Dimensionality reduction and data visualization: In terms of dimensionality reduction, Principal Component Analysis (PCA) is actually one of the most popular tools and has been broadly used. Compared to PCA, SOM has an advantage in maintaining the topological (structural) information of the training data and is not inherently linear. Using PCA on high-dimensional data may cause a loss of data when the dimension is reduced to two. If the target data has a lot of dimensions and every dimension is equally essential, SOM can be very useful over PCA.
Seismic facies analysis for oil and gas exploration: Seismic facies analysis refers to the interpretation of facies type from the seismic reflector information. It generates groups based on the identification of different individual features.
These methods find an organization in the dataset and form organized relational clusters. However, these clusters may or may not have any physical analogs. A calibration method to relate SOM clusters to physical reality is needed. This calibration method must define the mapping between the groups and the measured physical properties; it should also provide an estimate of the validity of the relationships.
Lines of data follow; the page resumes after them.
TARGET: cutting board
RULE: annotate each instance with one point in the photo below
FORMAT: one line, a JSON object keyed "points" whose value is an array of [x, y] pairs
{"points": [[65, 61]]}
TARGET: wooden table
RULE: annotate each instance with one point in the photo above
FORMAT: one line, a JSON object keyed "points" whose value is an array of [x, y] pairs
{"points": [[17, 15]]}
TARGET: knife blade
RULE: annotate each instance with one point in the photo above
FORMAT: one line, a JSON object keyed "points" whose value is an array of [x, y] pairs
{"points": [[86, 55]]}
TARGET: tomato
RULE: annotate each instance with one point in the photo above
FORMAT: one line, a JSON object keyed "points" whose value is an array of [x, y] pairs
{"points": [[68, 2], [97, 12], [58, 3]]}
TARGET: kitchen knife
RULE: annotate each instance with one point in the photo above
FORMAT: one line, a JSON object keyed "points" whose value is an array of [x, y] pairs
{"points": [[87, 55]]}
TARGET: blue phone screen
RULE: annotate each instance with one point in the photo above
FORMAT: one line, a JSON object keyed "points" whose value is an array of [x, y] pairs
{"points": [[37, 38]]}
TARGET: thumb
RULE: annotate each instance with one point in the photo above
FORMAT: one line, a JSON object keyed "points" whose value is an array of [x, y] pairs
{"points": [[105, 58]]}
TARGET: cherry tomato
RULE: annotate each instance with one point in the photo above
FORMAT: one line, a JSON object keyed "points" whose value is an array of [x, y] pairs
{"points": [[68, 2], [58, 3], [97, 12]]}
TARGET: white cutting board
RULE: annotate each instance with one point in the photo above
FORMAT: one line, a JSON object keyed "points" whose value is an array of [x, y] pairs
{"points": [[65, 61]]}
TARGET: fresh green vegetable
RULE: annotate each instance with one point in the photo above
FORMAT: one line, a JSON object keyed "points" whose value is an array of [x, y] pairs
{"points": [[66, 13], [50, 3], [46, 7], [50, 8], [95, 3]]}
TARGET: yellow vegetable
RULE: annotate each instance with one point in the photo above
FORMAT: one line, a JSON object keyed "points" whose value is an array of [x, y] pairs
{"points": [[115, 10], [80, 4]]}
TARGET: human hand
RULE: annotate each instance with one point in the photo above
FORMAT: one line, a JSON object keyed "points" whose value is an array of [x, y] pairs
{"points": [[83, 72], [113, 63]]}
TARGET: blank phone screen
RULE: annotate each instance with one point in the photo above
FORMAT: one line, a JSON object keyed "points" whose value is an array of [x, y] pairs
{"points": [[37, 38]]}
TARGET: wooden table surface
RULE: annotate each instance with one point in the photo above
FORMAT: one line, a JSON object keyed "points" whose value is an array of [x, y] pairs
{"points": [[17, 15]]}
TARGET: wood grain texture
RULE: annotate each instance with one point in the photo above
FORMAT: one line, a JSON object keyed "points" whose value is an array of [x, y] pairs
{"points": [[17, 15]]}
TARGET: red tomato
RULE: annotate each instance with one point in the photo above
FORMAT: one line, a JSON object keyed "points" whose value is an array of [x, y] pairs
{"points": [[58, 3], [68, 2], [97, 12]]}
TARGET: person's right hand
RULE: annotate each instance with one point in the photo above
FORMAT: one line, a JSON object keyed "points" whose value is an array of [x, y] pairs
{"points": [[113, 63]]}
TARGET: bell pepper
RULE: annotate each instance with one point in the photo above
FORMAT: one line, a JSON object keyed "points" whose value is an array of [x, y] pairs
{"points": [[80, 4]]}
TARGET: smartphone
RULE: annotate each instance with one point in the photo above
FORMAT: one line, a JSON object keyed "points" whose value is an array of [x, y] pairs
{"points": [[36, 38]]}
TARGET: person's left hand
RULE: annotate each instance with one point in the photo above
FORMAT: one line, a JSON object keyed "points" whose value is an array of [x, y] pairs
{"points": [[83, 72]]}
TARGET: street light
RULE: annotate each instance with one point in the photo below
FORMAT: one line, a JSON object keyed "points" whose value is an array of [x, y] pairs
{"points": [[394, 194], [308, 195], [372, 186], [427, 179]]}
Text Clustering: Text clustering is an unsupervised learning process, i.e., not dependent on the prior knowledge of data, and based solely on the similarity relationship between documents in the collection to separate the document collection into some clusters.
Text clustering’s important preprocessing step is to check how the text can be shown in the form of the mathematical expression for further analysis and processing. The Common method is Salton’s vector space model (Vector Space Model, VSM).

Self Organizing Maps architecture

Self-organizing maps consist of two layers, the first one is the input layer, and the second one is the output layer, also called a feature map.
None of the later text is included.